During the 1990s, statins were tested in a series of clinical trials that established unequivocally that lowering LDL-cholesterol resulted in significant decreases in cardiovascular and total mortality, with remarkably few side effects. As a result, these drugs are now routinely used to treat and prevent cardiovascular disease throughout the world. They have revolutionised the practice of cardiology and it has been estimated that one third of adults in the USA and UK would benefit from taking them. Other advances in therapy make it difficult to quantify the precise extent of their contribution to the recent decline in cardiovascular disease, but the ability of the newer compounds to lower LDL-cholesterol by 50–60% could halve the risk of future heart attacks and strokes.
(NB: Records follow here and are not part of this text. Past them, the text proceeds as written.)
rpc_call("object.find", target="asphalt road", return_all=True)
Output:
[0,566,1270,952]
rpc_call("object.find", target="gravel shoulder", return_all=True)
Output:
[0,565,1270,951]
A first in the prevention of cardiovascular disease

Almost a century and a half ago, Mark Twain summed up the essence of research in these words: “Discovery! To know that you are walking where none others have walked; that you are beholding what human eye has not seen before… to discover a great thought, an intellectual nugget, right under the dust of a field that many a brain-plough has gone over before… To be the first – that is the idea.” Akira Endo’s discovery of the cholesterol-lowering properties of compactin over 30 years ago was undoubtedly a first in the treatment of atherosclerotic cardiovascular disease, as was Alexander Fleming’s discovery half a century earlier of the antibiotic properties of penicillin. Fleming, Florey and Chain were awarded the Nobel Prize for that discovery in 1945, which coincidentally was the year when the Lasker awards were inaugurated. Since then almost half the winners of the Nobel Prize for Medicine or Physiology have previously received a Lasker award, which illustrates the latter’s significance both as an achievement in itself and as a pointer to further acclaim.

Conflict of interest

None declared.

Gilbert R Thompson Emeritus Professor of Clinical Lipidology

Metabolic Medicine, Imperial College, Hammersmith Hospital, London, W12 0NN
([email protected])

References

  1. Endo A, Kuroda M, Tanzawa K. Competitive inhibition of 3-hydroxy-3-methylglutaryl coenzyme A reductase by ML-236A and ML-236B fungal metabolites, having hypocholesterolemic activity. FEBS Lett 1976;72:323–6.
  2. Brown MS, Faust JR, Goldstein JL et al. Induction of 3-hydroxy-3-methylglutaryl coenzyme A reductase activity in human fibroblasts incubated with compactin (ML-236B), a competitive inhibitor of the reductase. J Biol Chem 1978;253:1121–8.
  3. Endo A, Tsujita Y, Kuroda M, Tanzawa K. Effects of ML-236B on cholesterol metabolism in mice and rats: lack of hypocholesterolemic activity in normal animals. Biochim Biophys Acta1979;575:266–76.
  4. Tsujita Y, Kuroda M, Tanzawa K et al. Hypolipidemic effects in dogs of ML-236B, a competitive inhibitor of 3-hydroxy-3-methylglutaryl coenzyme A reductase. Atherosclerosis 1979;32:307–13.
  5. Yamamoto A, Sudo H, Endo A. Therapeutic effects of ML-236B in primary hypercholesterolemia. Atherosclerosis 1980;35:259–66.
  6. Alberts AW, Chen J, Kuron G et al. Mevinolin: a highly potent competitive inhibitor of hydroxymethylglutaryl-coenzyme A reductase and a cholesterol-lowering agent. Proc Natl Acad Sci U S A1980;77:3957–61.
  7. Endo A, Monacolin K. A new hypocholesterolemic agent produced by a Monascus species. J Antibiot 1979;32:852–4.